I was wearing velvet on the day I met my last love.
I was wearing velvet on the day our city fell.
I wear velvet every New Years’ Eve.
I wear velvet on every Birthday.
I’m not sure if that makes velvet my personal blessing or my curse. But I do know that velvet is mine. It’s my fabric. It’s always there, ever present as the chapters of my life roll over.
I also wear velvet during simply The Everyday cos let’s not pretend that life is not just The Everyday 99% of the time.
Velvet is rich and soft, warm, majestic and opulent. It always comes in lush orchard tones of burgundy, plum, magenta, emerald and gold. I can pick up a 1970’s velvet blazer for $3 in a local Vinnie’s and feel like a baroque painting, like a Chelsea Hotel waif, like an upgraded luxury model of myself. Style supersized.
These $3 blazers, I keep constantly in rotation, and have never been without one in my wardrobe for over a decade. I’ve worn out so many over the years. But the funny thing is that I only ever find one, that fits, in the op shop, or the jumble sale, just as my current one is getting bald on the elbows, and the silky lining has ripped and shredded all the way through. Somehow my next one knows when to appear, like a gift from the vintage gods. So maybe they are my blessing.
When I am wearing velvet, I walk in the shoes of Jarvis Cocker, of Nigella Lawson, Nick Cave and Marie Antoinette. My heroes, my crushes, my Queens.
Velvet is just very much up my alley. I think something so bold calls for strong feelings. Either velvet is for you, or it isn’t. You have to have an opinion on it. Like everyone does about olives or blue cheese. There is no grey area. And when you find someone else who feels the same, you instantly feel a connection and want to claim them as Yours. Maybe that’s why I fell for my last love, so quickly, on that day, cos he was wearing velvet too. He was a peacock in turquoise velvet, and myself in claret red -like a heart…or blood.
Last week I was in a favourite, local, vintage store, quietly, slowly, leafing through the racks of the fabulous – fur stoles, sequinned mini dresses, Russian ice skating costumes – running each fingertip over the lengths of each item – for I feel that touch is one of the most important senses when it comes to clothing treasure hunting…I can’t describe it, but often you just KNOW when you touch something if it’s meant for you. I’m not sure if it’s simply thread count, or energy of the lives lived within the garment, like textile Reiki.
Either way, so often, your touch alerts you to the potential that lies within a garment, way before your eyes ever will. Something you overlooked with your glance, suddenly sparkles as soon as you feel the weight, softness, and quality of a cloth.

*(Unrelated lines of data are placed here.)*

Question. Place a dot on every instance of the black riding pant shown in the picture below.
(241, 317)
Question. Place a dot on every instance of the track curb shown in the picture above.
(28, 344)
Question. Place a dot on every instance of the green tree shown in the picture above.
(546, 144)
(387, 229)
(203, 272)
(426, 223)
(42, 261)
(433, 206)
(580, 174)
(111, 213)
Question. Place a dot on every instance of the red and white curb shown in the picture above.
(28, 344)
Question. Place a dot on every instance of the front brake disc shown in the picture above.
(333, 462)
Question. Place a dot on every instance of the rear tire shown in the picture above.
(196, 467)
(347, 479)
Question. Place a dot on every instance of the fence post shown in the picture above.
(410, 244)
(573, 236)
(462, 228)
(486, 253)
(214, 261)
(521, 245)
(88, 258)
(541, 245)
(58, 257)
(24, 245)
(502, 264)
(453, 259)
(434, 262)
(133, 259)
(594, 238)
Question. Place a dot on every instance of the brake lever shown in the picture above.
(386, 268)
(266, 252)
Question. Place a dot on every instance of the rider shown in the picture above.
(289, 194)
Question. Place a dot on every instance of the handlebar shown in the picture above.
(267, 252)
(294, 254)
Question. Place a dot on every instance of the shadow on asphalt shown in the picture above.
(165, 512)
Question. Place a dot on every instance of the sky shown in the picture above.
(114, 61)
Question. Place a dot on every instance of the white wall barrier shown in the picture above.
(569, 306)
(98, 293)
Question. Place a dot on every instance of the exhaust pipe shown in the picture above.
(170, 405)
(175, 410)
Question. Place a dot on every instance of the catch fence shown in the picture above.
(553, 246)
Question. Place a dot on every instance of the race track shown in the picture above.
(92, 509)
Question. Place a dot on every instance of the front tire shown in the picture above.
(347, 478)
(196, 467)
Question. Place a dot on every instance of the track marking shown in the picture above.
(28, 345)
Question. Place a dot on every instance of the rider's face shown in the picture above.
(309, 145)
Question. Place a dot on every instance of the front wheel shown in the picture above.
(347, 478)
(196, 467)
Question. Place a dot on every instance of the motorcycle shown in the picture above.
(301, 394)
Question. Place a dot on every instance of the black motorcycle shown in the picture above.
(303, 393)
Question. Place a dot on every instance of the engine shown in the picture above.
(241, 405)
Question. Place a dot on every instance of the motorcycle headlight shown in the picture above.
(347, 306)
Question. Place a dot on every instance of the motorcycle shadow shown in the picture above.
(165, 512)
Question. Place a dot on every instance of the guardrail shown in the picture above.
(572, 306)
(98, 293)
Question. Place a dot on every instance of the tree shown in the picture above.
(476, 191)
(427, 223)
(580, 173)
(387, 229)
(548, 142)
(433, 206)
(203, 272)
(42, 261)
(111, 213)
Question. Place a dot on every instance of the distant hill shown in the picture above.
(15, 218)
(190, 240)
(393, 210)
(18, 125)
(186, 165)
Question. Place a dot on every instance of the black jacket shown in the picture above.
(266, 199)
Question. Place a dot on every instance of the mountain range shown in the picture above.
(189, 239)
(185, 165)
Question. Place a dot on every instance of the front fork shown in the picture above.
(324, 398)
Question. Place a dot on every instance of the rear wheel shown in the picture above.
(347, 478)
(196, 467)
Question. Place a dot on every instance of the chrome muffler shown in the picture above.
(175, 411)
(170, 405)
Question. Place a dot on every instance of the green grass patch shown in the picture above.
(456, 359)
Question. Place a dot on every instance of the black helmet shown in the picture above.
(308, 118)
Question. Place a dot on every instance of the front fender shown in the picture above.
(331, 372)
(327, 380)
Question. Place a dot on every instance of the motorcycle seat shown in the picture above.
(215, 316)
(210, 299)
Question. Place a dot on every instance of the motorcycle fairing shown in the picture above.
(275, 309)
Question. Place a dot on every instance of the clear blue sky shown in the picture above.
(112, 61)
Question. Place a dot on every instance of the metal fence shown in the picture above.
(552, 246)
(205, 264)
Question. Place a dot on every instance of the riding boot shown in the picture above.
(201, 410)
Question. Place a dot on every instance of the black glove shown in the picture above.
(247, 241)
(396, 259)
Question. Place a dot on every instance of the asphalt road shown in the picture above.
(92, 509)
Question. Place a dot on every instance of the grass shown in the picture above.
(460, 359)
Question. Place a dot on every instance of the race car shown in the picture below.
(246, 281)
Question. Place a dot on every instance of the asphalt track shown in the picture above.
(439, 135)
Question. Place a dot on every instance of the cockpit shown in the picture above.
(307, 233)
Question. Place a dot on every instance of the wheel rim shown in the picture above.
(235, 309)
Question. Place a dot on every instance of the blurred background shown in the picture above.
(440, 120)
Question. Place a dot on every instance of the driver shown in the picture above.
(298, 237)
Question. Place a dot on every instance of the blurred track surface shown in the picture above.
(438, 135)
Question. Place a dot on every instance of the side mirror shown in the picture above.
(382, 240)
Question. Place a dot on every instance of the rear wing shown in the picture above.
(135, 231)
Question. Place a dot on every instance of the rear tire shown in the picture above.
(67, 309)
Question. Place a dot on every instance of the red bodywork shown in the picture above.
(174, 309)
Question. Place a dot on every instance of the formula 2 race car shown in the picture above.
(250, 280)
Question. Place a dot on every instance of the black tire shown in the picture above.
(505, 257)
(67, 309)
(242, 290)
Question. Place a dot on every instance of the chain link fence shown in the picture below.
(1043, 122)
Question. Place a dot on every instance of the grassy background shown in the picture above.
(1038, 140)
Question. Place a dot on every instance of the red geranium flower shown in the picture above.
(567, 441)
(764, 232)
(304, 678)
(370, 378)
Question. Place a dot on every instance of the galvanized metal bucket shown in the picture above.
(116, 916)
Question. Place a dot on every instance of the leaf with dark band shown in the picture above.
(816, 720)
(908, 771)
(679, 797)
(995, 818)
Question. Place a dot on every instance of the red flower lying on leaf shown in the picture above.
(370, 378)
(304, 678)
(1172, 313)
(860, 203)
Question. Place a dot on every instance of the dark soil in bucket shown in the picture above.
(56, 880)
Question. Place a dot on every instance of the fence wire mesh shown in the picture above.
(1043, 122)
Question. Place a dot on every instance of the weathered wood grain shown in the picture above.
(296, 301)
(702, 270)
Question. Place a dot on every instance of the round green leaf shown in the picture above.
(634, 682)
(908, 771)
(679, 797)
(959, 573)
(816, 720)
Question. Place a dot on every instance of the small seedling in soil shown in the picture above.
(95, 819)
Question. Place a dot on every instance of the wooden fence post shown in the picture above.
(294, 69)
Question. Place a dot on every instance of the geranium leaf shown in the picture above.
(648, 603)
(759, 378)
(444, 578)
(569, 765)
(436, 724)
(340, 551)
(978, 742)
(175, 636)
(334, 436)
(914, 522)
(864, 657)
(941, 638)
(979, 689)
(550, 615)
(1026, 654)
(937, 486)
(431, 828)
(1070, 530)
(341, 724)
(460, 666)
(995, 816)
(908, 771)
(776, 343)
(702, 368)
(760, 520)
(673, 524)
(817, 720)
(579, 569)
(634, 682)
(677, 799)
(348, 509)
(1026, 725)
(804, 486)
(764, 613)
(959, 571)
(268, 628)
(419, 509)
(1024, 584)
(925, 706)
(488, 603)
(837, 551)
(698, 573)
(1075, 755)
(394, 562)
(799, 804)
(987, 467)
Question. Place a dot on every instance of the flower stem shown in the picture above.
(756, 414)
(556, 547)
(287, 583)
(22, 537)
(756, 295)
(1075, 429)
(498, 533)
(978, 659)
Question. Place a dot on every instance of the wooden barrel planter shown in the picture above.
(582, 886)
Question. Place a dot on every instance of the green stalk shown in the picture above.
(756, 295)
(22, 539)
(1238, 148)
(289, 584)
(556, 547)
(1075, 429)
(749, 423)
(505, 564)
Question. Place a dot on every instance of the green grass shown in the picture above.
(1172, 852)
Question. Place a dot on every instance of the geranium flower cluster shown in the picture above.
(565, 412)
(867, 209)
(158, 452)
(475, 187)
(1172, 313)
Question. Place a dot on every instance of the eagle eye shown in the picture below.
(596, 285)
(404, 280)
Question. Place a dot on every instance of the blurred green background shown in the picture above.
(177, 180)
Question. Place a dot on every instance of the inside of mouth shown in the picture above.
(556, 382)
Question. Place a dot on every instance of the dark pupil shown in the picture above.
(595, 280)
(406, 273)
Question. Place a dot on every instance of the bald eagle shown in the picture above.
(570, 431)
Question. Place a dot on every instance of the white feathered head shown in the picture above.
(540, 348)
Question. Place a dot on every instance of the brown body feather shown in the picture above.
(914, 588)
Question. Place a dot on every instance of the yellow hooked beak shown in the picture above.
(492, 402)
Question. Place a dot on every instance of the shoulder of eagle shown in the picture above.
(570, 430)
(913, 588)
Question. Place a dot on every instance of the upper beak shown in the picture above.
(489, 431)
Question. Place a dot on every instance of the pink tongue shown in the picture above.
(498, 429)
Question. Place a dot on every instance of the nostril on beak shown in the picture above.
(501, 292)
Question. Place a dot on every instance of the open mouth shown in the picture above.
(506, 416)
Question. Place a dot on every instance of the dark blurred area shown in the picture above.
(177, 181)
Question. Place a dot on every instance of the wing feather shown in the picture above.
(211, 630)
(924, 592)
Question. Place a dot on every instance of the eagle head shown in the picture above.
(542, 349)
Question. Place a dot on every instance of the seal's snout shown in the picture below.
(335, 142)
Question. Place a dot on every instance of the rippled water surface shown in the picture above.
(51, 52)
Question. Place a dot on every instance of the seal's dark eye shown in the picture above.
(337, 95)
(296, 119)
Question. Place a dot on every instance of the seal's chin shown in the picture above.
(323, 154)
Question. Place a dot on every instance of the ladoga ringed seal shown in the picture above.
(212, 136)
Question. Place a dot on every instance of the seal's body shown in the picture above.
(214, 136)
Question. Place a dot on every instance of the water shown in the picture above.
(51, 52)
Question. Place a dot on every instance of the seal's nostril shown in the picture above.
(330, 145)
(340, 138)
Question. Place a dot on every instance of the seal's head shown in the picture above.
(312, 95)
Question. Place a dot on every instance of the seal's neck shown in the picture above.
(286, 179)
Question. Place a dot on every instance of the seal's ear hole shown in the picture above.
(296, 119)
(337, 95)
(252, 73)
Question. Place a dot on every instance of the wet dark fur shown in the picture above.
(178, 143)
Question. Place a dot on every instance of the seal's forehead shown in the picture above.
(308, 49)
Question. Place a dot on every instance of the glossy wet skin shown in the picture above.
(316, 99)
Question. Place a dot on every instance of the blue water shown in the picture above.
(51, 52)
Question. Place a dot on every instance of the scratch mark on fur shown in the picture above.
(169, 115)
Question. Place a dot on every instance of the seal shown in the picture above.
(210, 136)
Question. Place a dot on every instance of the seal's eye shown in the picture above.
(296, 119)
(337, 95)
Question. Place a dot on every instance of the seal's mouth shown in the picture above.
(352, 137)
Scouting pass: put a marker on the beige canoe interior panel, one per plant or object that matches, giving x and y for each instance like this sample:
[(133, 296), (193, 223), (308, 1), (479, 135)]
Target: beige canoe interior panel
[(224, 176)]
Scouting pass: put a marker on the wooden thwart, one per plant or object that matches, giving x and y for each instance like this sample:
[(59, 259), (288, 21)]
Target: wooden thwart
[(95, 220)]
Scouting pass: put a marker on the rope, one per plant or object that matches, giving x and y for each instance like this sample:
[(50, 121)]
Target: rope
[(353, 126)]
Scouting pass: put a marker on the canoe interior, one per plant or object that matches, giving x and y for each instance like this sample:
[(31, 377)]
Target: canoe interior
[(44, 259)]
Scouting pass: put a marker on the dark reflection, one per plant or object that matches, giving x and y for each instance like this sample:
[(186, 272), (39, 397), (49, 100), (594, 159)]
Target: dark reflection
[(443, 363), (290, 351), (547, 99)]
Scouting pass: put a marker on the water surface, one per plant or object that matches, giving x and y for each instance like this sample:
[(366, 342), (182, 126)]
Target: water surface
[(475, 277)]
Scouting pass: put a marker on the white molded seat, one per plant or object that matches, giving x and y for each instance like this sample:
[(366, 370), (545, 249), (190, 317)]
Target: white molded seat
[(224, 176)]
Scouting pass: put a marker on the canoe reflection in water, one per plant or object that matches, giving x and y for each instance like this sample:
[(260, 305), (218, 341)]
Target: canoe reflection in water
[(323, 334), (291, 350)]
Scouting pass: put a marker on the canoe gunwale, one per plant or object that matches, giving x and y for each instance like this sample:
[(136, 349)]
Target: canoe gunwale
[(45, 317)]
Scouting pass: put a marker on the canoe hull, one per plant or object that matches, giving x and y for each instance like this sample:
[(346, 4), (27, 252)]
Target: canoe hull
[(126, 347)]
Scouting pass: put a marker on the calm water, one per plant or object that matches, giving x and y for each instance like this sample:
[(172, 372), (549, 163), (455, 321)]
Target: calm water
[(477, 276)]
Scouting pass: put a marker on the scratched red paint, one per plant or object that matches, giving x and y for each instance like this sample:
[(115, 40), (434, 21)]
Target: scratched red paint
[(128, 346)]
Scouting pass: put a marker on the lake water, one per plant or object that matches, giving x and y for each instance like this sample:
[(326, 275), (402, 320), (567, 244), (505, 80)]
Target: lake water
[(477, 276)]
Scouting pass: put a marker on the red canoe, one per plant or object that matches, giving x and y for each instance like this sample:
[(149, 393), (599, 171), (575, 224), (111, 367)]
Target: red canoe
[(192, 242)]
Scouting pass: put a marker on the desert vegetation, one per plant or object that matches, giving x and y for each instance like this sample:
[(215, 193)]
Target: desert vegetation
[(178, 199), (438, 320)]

The other day I was doing just this, passing my hand from leather, to fur, to polyester, to viscose…when my skin brushed against my best friend, my beloved – my velvet.
Not only that but it was the softest, most gentle, comforting velvet I have ever touched.
And as my eyes caught up, there, before me, was a mint-condition, golden-olive, 1950’s velvet coat. Large peter pan collar. Chunky round buttons. Heaven.
So often vintage sizing and body shapes of yore mean that much of what the good vintage shops hold, will not fit my luxurious, strong, frame. And when I saw this coat, and it’s ‘M’ label, I assumed it would not be for me. For a vintage ‘M’ is usually a modern NZ 10. However, I recalled all the times that velvet has come to me, out of the blue, and been with me at important times, and I thought maybe, just maybe, I should give it a go. Maybe this one is meant to be.
I slid it on over my arms, across my shoulders…it fit. Not only did it fit, but it fit like it was made for me.
This 60-year-old coat, when put on my body, felt like it had always been mine, since the day it was made. No. Longer. Like I had lived three lives in this coat. Seen wars, witnessed history, loved and lost and kissed and danced and cried and walked through the snow in Paris, and golden leaves in Central Park. We’d lived it all, together. Like it had been with me, on me, all that time. It was never anyone else’s coat. It was my coat. Mine.
Of course, it was not cheap. But for what it was. How it felt. It was also a bargain. Such history, at such a price. A one-off chance to own something so perfect. There was no question it needed to be mine. Even if it means eating nothing but toast for the next two weeks.
Besides, for all the $3 blazers that have passed through my wardrobe over the past decade, there has never, ever, been a coat like this.
Maybe it’s a sign. An omen. Of things to come. The next chapter about to be lived whilst wearing it.
The romantic in me thought that perhaps once whatever story – be it adventure, experience, love or loss – that is destined to be lived in this velvet, has eventually presented itself, I could write it on a piece of paper and sew it inside the lining, like in the Phantom Thread.
Or. Maybe it’ll just be a very nice coat that will live The Everyday with me. We’ll be like one of those satisfied, content, old couples, you see strolling through the gardens. Just comfortable together, enjoying the peace of the every, mundane, routines of life.
In which case, maybe I’ll just sew these very words into it. For this is still a love story not to be sniffed at.